# nLab gravitational constant

Newtons gravitational constant

### Context

#### Gravity

gravity, supergravity

# Newton's gravitational constant

## Idea

Newton's gravitational constant provides a unit conversion between units of spacetime and units of mass/energy.

## Motivation

According to Einstein's theory of general relativity, the Einstein tensor $G$ of the pseudoRiemannian metric $g$ on spacetime is proportional to the stress-energy tensor $T$ of the matter and radiation in spacetime. (For simplicity, let any cosmological constant or other dark energy be included in $T$.) The simplest way to state this proportion is as an equality:

$G = T$

or (with tensor indices)

$G_{a,b} = T_{a,b} .$

However, conventional units of measurement don't allow this equality, and so we write

$G_{a,b} = k T_{a,b} ,$

where the constant $k$ is about $1.67732 \times 10^{-9} \m^3 \kg^{-1} \s^{-2}$ in SI unit?s. (Depending on how one handles the conversion between the space and time components of $G$ and $T$, there could be extra factors of the speed of light constant $2.99792458 \times 10^8 \m \s^{-1}$.)

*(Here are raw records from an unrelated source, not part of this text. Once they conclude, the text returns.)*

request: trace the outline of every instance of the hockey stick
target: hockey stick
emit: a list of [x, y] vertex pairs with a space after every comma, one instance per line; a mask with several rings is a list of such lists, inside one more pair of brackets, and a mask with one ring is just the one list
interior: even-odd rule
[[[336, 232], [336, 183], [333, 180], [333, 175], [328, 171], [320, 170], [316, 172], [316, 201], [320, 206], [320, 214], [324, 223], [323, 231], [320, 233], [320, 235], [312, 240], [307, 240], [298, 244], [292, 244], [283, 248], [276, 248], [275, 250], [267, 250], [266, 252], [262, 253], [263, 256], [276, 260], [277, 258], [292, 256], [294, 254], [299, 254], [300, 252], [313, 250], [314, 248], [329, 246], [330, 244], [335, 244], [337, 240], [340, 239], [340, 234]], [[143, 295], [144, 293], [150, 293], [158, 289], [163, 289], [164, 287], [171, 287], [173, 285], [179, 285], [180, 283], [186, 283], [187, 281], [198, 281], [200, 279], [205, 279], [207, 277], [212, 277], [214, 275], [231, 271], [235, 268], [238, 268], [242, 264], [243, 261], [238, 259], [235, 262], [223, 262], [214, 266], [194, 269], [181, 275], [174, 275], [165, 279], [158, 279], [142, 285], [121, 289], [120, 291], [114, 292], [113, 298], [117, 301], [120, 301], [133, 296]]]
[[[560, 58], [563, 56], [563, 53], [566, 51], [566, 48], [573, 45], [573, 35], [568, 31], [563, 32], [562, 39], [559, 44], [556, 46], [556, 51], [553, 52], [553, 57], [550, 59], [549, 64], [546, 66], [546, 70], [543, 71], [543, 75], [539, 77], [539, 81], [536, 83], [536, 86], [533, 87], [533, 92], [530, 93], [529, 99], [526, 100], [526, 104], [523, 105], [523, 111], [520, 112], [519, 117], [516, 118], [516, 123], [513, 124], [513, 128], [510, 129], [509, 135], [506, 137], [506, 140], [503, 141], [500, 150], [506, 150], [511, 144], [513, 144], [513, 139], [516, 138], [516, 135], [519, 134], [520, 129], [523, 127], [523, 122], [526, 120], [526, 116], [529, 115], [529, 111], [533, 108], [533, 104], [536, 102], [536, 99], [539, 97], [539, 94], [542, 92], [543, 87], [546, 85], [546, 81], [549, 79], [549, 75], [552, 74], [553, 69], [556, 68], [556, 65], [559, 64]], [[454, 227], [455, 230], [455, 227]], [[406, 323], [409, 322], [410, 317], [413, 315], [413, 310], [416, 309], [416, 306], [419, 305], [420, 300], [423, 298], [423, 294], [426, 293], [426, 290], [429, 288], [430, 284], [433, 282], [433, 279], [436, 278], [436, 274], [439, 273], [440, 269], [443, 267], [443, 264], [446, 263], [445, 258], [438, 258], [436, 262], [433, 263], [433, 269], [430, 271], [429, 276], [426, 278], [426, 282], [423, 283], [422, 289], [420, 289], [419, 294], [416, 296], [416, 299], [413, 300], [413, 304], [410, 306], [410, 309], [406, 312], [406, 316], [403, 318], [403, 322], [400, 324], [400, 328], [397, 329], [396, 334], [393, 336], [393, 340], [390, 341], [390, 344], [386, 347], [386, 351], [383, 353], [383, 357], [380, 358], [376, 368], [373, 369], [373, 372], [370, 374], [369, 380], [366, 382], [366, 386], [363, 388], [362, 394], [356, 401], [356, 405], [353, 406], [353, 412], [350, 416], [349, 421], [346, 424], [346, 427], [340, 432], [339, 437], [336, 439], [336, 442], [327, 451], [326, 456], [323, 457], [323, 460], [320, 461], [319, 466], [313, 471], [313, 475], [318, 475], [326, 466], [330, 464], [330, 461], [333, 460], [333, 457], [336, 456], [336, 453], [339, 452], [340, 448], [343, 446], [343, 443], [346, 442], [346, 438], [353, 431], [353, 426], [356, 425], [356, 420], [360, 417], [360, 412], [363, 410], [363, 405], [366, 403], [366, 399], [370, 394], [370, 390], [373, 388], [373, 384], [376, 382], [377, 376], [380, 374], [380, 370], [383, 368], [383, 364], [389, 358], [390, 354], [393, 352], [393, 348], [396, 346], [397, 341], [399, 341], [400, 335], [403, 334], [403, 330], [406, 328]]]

This factor is essentially the gravitational constant; however, the gravitational constant is traditionally taken to be smaller by a factor of $8 \pi$:

$G = 6.67408(31) \times 10^{-11} \m^3 \kg^{-1} \s^{-2},$

where the standard uncertainty (about 46ppm) is in parentheses. Yes, the same letter is used for this constant as for the Einstein tensor! Although this yields

$G_{a,b} = 8 \pi G T_{a,b}$

in general relativity, it gives the simplest formula for the fictional force? of gravity in the nonrelativistic limit:

$F = G \frac{m_1 m_2}{r^2}$

for the force exerted by either mass $m_i$ on the other at a distance $r$. (It was in this context that Newton used the constant.)

## Measurement

There is good stuff to say here about how we only know this constant to about 6 significant digits.